In pre-Roman times (5th century BC), Ávila was inhabited by the Vettones, who called it Obila ("High Mountain") and built one of their strongest fortresses here. There are bronze age stone statues of boars (known as verracio) nearby.
Ávila may have been the ancient town known as Abula, mentioned by Ptolemy in his Geographia (II 6, 60) as being located in the Iberian region of Bastetania. Abula is mentioned as one of the first cities in Hispania that was converted to Christianity by Secundus of Abula (San Segundo), however,Abula may alternatively have been the town of Abla.
After the conquest by ancient Rome, the town was called Abila or Abela. The plan of the city remains typically Roman; rectangular in shape, with its two main streets (cardo and decumanus) intersecting at a forum in the center. Roman remains that are embedded in city walls at the eastern and southern entrances (now the Alcazar and Rastro Gates) appear to have been ashar altar stones.

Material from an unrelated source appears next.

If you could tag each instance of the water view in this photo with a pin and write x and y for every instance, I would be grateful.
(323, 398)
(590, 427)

By tradition, in the 1st century, Secundus, having travelled via the Roman province of Hispania Baetica, brought the Gospel to Avila, and was created its first bishop.
After the fall of the Western Roman Empire, Ávila became a stronghold of the Visigoths. Conquered by the Arabs (who called it Ābila), it was repeatedly attacked by the northern Iberian Christian kingdoms, becoming a virtually uninhabited no man's land. It was repopulated about 1088 following the definitive reconquest of the area by Raymond of Burgundy, son of Alfonso VI of León and Castile. He employed two foreigners, Casandro Romano and Florin de Pituenga, to construct a stone frontier city and creating the walls that still stand.
The city achieved a period of prosperity under the Catholic Monarchs in the early 16th century, and their successors Charles V and Philip II of Spain, but began a long decline during the 17th century, reducing to just 4,000 inhabitants.